In my textbook, $A'$ is the set of all limit points of $A \subseteq \Bbb R$.

I think the below statement is possibly not correct.

For each $\alpha$, the set $F^{(\alpha)} - F^{(\alpha+1)}$ is the set of ALL isolated points of $F^{(\alpha)}$.

We know that $F^{(\alpha)} \subseteq F$ and $F^{(\alpha)}$ is a closed set for all ordinal $\alpha$. Thus for all $x \notin F$, $x \notin F^{(\alpha)}$ and thus $x$ is an isolated point of $F^{(\alpha)}$. As such, $F^{(\alpha)} - F^{(\alpha+1)}$ is the set of isolated points of $F^{(\alpha)}$, but not ALL.

Please confirm if my observation is correct or not! Thank you for your help!

Answer 1

Looks right.

It $x\in F^{\alpha}$ is not a limit point, it's an isolated point (of $F^{\alpha}$). But $F^{\alpha+1}$ is by definition the derived set of $F^{\alpha}$. Thus $F^{\alpha}\setminus F^{\alpha+1}$ is $F^{\alpha}$ minus its limit points. What's left is the isolated points.

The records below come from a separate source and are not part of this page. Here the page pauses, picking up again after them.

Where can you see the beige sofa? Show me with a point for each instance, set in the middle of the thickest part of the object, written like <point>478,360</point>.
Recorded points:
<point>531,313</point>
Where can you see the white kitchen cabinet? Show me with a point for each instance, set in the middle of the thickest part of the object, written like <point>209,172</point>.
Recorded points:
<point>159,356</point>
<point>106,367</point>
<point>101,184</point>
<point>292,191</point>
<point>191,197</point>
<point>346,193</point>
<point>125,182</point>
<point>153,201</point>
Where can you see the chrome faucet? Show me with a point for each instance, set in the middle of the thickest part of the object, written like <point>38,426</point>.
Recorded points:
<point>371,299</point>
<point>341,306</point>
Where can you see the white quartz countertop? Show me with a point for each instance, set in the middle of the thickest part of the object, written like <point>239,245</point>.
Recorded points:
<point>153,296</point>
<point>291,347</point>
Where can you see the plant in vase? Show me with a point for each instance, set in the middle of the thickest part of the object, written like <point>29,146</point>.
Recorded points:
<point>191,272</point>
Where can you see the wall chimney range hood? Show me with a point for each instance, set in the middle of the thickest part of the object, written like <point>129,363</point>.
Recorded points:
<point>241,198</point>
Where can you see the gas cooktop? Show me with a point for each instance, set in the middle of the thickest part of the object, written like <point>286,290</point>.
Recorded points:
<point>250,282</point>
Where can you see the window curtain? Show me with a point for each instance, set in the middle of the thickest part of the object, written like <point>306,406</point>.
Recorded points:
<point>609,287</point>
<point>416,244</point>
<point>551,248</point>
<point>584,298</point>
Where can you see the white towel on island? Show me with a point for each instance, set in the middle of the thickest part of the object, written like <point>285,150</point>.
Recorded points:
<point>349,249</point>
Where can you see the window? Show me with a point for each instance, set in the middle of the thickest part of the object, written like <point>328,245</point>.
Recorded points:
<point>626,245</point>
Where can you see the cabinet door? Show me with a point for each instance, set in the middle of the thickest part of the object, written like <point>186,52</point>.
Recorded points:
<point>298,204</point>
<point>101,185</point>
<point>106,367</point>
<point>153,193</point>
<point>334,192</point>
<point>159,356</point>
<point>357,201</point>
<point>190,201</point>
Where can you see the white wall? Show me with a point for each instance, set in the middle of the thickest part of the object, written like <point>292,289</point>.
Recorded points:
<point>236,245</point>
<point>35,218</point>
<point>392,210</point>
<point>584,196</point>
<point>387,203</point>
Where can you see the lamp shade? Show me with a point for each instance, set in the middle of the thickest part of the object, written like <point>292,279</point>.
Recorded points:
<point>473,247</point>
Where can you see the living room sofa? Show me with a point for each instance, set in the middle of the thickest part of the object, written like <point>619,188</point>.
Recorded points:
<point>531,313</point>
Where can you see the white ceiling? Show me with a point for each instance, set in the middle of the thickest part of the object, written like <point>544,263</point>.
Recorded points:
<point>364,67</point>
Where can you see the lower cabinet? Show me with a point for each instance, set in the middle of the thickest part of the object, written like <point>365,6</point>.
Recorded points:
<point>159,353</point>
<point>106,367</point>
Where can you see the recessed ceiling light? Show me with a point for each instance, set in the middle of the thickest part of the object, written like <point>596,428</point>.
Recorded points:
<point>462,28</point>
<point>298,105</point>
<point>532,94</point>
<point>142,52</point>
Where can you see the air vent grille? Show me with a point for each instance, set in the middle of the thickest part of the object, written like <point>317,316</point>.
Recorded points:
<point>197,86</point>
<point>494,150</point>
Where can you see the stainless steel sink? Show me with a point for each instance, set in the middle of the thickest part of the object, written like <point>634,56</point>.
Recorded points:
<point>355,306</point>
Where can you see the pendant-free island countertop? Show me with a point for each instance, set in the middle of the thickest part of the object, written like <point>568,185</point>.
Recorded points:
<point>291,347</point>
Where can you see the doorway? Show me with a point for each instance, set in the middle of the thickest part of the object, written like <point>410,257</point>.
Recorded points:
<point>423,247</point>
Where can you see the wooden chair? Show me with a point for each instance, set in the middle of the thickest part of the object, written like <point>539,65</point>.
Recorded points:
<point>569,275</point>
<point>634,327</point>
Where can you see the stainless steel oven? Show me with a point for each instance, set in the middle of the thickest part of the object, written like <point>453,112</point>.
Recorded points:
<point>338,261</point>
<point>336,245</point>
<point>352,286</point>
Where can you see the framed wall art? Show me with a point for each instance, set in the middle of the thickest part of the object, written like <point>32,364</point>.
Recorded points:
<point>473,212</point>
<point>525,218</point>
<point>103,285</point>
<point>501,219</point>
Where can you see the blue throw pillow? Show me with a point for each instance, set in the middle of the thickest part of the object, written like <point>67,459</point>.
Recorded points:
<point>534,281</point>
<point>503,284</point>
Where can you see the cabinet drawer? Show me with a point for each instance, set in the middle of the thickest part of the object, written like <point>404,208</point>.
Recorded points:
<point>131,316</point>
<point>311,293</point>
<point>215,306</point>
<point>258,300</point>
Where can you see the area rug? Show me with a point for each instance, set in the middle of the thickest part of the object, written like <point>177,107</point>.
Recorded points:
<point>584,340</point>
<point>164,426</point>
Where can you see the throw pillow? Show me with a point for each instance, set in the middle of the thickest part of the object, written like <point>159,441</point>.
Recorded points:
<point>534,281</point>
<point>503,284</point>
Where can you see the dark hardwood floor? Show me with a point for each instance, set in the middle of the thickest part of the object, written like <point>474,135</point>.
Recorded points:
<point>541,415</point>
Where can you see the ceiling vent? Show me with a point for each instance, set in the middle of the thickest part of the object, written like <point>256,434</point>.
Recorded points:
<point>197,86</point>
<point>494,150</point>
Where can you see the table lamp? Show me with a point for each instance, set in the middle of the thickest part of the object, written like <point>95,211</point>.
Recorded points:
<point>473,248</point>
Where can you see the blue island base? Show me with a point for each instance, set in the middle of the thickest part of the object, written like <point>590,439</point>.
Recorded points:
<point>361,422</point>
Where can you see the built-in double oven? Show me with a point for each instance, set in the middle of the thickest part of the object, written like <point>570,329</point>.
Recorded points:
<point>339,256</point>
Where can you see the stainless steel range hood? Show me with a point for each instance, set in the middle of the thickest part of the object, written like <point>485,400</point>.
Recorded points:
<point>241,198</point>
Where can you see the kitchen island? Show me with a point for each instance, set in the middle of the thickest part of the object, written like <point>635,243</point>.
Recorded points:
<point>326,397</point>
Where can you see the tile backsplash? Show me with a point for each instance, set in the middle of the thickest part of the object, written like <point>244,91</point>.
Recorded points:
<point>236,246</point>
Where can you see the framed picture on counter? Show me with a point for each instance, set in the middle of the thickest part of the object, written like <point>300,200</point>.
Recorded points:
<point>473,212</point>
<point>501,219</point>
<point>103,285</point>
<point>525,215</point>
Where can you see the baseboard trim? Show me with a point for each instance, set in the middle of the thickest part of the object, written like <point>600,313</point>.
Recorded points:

As pointed out in the comments, points outside a set are not considered isolated points (of the set).

Answer 2

For any set $A$, the set $A\setminus A'$ is the set of isolated points of $A$:

$x$ is in $A-A'$ if $x \in A$ and $x \notin A'$ so there exists an open neighbourhood $O$ of $x$ such that $O \cap A \subseteq \{x\}$ and as we already know $x \in A$, we know that $O \cap A = \{x\}$, i.e. $x$ is an isolated point of $A$. The reverse is obvious: $x$ is an isolated point of $A$ iff $x \in A$ and there is an open set $O$ of $X$ such that $O \cap A= \{x\}$ (i.e. $\{x\}$ is relatively open in $A$), which shows $x \notin A'$ too. So $x \in A-A'$.

The statement in the book is just the special case $A=F^{\alpha)}$ because $A'= F^{(\alpha+1)}$ by the definition.

So no typo, it's completely correct.